I fished four holes during the day. One I had never fished. One I knew fished well. One I wasn’t sure about in such high water. And one that always fishes so well, but has yet to product a fish for me yet.
On the second hole, I quickly hooked a screamer. It was the kind of grab where no hook set is necessary. BAM! Then it’s off to the races. The fish didn’t jump but had me into the backing three times before I could finally coax him into shallow water. Still about twenty feet from shore, I got a look at the fish’s tail. It looked a little “pointy”. A couple minutes later, I got a glimpse of the fish’s back and could see the big, blotchy spots of a King Salmon. “Huh, it’s a Chinook!” I said to myself. Not a big one, but the first Chinook I’ve taken on a fly in years.
I beached that fish, took a few pictures and let him go. It was a wild fish, about nine or ten pounds, and as bright as a chrome bumper.

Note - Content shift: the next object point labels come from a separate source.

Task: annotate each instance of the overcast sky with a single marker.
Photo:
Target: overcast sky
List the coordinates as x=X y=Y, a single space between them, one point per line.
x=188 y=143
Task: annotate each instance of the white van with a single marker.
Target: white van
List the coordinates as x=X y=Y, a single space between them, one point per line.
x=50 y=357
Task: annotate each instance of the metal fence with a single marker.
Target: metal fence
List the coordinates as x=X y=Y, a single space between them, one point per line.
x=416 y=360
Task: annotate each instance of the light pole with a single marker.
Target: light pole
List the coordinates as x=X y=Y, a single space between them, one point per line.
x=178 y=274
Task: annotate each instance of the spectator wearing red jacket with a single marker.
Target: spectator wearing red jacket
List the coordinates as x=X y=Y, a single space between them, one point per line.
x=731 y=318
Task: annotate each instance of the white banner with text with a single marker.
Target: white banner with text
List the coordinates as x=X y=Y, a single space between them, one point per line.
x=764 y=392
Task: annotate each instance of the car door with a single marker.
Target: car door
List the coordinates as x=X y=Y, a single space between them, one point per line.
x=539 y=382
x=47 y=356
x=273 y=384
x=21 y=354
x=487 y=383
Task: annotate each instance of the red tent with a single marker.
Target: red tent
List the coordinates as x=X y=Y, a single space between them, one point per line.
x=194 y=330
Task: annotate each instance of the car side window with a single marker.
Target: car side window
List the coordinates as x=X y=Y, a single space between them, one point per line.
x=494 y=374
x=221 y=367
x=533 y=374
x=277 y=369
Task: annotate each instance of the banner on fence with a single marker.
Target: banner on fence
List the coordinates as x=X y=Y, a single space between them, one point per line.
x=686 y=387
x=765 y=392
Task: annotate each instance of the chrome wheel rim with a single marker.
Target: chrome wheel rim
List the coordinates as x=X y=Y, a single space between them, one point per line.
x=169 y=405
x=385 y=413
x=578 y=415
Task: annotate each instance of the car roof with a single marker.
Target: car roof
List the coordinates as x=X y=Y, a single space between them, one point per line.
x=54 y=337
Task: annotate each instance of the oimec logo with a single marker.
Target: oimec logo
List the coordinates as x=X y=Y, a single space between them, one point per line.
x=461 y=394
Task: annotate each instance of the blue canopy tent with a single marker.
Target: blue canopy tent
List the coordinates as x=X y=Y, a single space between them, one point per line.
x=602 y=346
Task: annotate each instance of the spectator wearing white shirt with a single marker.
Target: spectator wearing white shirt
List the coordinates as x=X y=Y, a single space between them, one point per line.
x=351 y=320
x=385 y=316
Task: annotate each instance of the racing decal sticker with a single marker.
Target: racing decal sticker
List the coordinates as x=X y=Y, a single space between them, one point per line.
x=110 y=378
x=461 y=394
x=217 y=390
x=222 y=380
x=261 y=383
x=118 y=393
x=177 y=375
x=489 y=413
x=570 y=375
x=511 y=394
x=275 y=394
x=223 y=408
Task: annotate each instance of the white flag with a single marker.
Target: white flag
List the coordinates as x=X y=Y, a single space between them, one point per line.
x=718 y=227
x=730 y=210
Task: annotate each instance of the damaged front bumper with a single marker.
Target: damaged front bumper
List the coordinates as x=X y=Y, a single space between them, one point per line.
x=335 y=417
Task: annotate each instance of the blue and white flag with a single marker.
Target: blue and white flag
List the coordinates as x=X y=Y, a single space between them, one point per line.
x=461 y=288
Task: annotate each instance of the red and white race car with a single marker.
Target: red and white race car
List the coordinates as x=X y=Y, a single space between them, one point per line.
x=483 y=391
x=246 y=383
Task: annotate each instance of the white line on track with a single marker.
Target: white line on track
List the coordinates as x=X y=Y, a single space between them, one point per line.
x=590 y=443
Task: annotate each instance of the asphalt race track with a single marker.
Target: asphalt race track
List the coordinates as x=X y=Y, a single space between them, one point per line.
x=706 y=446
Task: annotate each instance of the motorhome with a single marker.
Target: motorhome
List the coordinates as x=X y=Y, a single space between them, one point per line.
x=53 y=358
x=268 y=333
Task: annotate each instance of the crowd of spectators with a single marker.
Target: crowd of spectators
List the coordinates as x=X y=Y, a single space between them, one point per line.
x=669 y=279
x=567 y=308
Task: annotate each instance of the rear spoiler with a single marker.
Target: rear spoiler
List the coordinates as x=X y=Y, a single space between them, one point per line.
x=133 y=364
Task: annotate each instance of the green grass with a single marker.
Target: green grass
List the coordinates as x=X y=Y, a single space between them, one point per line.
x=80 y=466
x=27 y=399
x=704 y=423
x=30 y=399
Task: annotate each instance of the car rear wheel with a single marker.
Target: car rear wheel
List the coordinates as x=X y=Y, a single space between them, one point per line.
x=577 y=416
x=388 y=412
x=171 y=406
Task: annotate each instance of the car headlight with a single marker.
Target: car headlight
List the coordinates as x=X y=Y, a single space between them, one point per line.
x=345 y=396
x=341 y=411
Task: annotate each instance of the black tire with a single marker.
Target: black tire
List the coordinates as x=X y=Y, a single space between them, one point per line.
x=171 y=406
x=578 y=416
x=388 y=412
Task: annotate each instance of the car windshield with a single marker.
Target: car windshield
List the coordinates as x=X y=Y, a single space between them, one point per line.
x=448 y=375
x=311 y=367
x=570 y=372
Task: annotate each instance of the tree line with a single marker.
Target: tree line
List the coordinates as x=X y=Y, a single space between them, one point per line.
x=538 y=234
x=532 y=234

On to the fourth hole all the way down in the Monroe area. It also seemed a bit fast for steelhead, but lower down on the hole than normal, there was a nice soft spot where the bottom deepened just a foot or two. Just about the time you start to think, “Hmm, this is fishing pretty good”, a fish just about jerked the rod out of my hands. One of the mysteries with steelhead is how they can slam a fly so hard and still not get hooked. I backed up, changed flies, changed flies again, and then changed back to the original fly. Still, I couldn’t get that fish to come back and eat the fly again. I think he got a little too much steel on that first grab and wasn’t willing to play anymore.